The British Columbia government is preparing to turn down the power on its high-voltage plan to install smart meters in every home and building across the province.
Energy Minister Bill Bennett said on Thursday that public concerns about the government’s ongoing $1-billion smart-meter installation program have prompted the province to offer alternatives to the once-mandatory program, but it will cost extra cash.
Mr. Bennett said he is responding to public pressure about the meters that 60,000 people have refused to have installed over concerns that include the possible dangers of high-frequency radio waves, which help transmit data to BC Hydro computers and allow consumers to monitor their energy use daily.
“People who want to opt out can,” he said. “They will not be forced to have a smart meter, but they are going to have to pay the costs.”
Mr.

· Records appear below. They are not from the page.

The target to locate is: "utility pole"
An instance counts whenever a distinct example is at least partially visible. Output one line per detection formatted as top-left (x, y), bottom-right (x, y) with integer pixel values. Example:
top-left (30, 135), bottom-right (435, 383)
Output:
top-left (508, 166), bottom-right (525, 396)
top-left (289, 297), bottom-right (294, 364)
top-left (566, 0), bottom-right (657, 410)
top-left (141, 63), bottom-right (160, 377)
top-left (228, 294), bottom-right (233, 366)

Bennett said people could have a digital meter installed with the radio transmission turned off, or keep the old analog meter, but both options involve more costs because they have to be monitored and maintained by hydro workers, while the smart meters are less labour-intensive.
He said the extra fees associated with radio-off or analog-meter have yet to be established, but estimated they will start at about $20 extra a month, plus other maintenance fees. Mr. Bennett said the B.C. Utilities Commission will review the rates.
He said the government’s decision to provide installation options does not mean it is backing off its earlier tough stand to force smart meters on all British Columbians.
“Bottom line here is we are absolutely committed to having a smart grid and smart meters are a big part of that, obviously,” he said. “We are well on our way. We have 96 per cent of British Columbians with smart meters today.”
Mr. Bennett said smart meters are an upgrade of the province’s electricity grid that aims to reduce costs and theft, and encourage conservation, and can automatically detect outages.
Opposition New Democrat energy critic John Horgan said the Liberals’ hard-line approach has failed.
“We had a systematic campaign for two-and-a-half years saying every home must have a meter, and now they are admitting the obvious, that it’s just not true,” he said. “There are people who legitimately are anxious about the technology and we should have respected that from the start.”
Smart meter opponents called Mr. Bennett’s move a delaying tactic.
Citizens for Safe Technology spokeswoman Una St. Clair said the fine print in the announcement indicates that smart meters will eventually replace worn-out analog meters.
“We believe this is a ploy only to get the remaining smart meter holdouts to take a smart meter of some kind,” she said. “This is not a free and open choice. Sooner or later, you are going to get a smart meter.”
Mr. Bennett said 1.8 million smart meters have already been installed on B.C. properties.